MMS observation of particle distributions in an Alfvén vortex

Alfvén vortex is a multi-scale nonlinear structure which is key ingredient to intermittency. Despite previous explorations mostly on the spatial properties, the plasma characteristics and the energy transfer process associated with the Alfvén vortex still remains unclear. Based on in-situ measurement from the Magnetospheric Multiscale (MMS) mission in the magnetosheath, we report for the first time, distinctive plasma features within an Alfvén vortex. This two-dimensional structure is identified as a quasi-monopole with a radius of around 10 proton gyroscales. Its perpendicular magnetic fluctuations are anti-correlated with the velocity fluctuations, suggesting the parallel current density and flow vorticity are anti-aligned.

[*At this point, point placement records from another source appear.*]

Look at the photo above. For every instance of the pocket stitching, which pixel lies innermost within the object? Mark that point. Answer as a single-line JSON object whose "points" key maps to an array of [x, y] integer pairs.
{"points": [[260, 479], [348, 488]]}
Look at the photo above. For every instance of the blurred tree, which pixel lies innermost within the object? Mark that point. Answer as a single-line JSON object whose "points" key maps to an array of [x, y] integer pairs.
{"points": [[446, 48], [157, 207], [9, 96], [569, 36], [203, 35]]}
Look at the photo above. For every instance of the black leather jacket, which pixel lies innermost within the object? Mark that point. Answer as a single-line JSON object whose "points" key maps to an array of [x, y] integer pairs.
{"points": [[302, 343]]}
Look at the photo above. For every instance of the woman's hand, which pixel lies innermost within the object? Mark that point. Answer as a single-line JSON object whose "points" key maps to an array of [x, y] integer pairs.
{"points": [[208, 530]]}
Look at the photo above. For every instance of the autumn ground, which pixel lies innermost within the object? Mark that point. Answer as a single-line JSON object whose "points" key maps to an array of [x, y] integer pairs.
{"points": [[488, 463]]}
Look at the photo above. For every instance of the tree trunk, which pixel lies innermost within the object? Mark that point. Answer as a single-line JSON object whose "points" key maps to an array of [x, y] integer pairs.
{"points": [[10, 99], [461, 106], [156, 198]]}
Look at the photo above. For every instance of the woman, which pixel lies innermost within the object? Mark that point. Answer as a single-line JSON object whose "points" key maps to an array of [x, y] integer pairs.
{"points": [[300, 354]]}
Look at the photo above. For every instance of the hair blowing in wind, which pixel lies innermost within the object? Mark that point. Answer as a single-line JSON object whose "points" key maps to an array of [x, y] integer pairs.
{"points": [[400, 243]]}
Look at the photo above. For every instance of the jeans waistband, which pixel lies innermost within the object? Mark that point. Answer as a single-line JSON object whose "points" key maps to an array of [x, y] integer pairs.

In different parts of the vortex (i.e., edge, middle, center), the ion and electron temperatures are found to be quite different and they behave in the reverse trend: the ion temperature variations are correlated with the parallel current, while the electron temperature variations are correlated with the parallel vorticity. Furthermore, the temperature anisotropies, together with the non-Maxwellian kinetic effects, exhibit strong enhancement at peaks of the vorticity/current within the vortex. Comparison between observations and numerical/theoretical results are made. In addition, the energy-conversion channels and the plasma compressibility associated with the Alfvén vortex are discussed. These results may help to understand the link between coherent vortex structures and kinetic processes, which determines the energy dissipation in the weakly-collisional space plasmas.